Dietary vitamin B1, B2, and B6 intake influence the microbial composition and functional potential of the gut microbiome in Parkinson’s disease
Abstract
Parkinson’s disease (PD) is the second-most common neurodegenerative disorder of the central nervous system, and its prevalence is on the rise. Gut microbiome dysbiosis has been linked to PD symptoms and pathogenesis, while certain nutrients (polyunsaturated fatty acids (PUFAs), saturated fatty acids (SFAs) and vitamins A, B1, B2, B3, B6, B12, C, D, and E) have shown protective effects against the disease.

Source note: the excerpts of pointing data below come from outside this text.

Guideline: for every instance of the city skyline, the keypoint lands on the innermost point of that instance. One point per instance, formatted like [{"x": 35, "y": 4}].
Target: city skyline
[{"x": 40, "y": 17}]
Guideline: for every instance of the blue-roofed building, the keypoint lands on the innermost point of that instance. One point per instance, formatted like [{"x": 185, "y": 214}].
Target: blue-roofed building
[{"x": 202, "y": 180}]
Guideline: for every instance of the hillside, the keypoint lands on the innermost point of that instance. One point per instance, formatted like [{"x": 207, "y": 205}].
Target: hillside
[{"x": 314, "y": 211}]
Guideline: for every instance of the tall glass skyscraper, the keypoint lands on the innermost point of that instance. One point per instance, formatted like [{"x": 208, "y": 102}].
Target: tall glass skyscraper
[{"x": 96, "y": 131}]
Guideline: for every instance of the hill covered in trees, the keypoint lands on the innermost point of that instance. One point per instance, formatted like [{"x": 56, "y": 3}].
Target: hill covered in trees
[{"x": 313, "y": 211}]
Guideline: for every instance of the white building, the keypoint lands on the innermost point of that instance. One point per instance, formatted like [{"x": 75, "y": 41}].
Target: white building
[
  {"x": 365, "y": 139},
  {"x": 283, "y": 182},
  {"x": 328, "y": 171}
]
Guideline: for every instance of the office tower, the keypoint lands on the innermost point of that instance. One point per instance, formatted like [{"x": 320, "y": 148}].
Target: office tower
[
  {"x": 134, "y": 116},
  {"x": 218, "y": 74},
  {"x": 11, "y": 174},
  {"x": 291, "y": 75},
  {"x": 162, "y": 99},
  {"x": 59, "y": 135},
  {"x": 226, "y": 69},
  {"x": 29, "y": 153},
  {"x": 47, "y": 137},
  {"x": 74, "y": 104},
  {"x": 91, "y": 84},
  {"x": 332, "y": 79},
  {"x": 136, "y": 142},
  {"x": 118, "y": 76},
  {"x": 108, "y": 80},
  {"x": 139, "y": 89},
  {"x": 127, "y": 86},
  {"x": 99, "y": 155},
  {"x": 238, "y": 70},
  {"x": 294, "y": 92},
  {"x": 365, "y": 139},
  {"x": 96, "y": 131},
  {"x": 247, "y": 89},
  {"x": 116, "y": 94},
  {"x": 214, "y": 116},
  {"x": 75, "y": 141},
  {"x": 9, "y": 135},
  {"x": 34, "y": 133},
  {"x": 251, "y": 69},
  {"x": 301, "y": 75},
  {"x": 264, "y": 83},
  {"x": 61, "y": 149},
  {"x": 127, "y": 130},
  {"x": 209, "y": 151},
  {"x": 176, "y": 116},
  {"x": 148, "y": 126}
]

However, whether nutrient intake improves PD outcomes by alleviating gut microbiome dysbiosis remains unclear. In this study, we investigated whether dietary intake of the nutrients described above was associated with the microbial composition and functional potential of the PD gut microbiome. We analyzed the fecal microbiome of 285 participants with (n=184) or without (n=101) PD using 16S rRNA sequencing and compared microbiome composition to reported dietary nutrient intake. We found that high vitamin B2 intake is associated with increased Faith’s phylogenetic diversity of the PD gut microbiome. Vitamin B1 intake is associated with changes in both PD and non-PD microbiome composition, while vitamin B2 and B6 intake are uniquely associated with changes in PD microbiome composition. Further investigation found that low vitamin B1, B2, and B6 intake are associated with changes in the functional potential of the PD gut microbiome, with the potential to aggravate PD pathology. Our findings suggest that vitamin B1, B2, and B6 could play a role in remediating the PD gut microbiome, with the potential to also treat PD symptoms and progression via the gut-brain axis.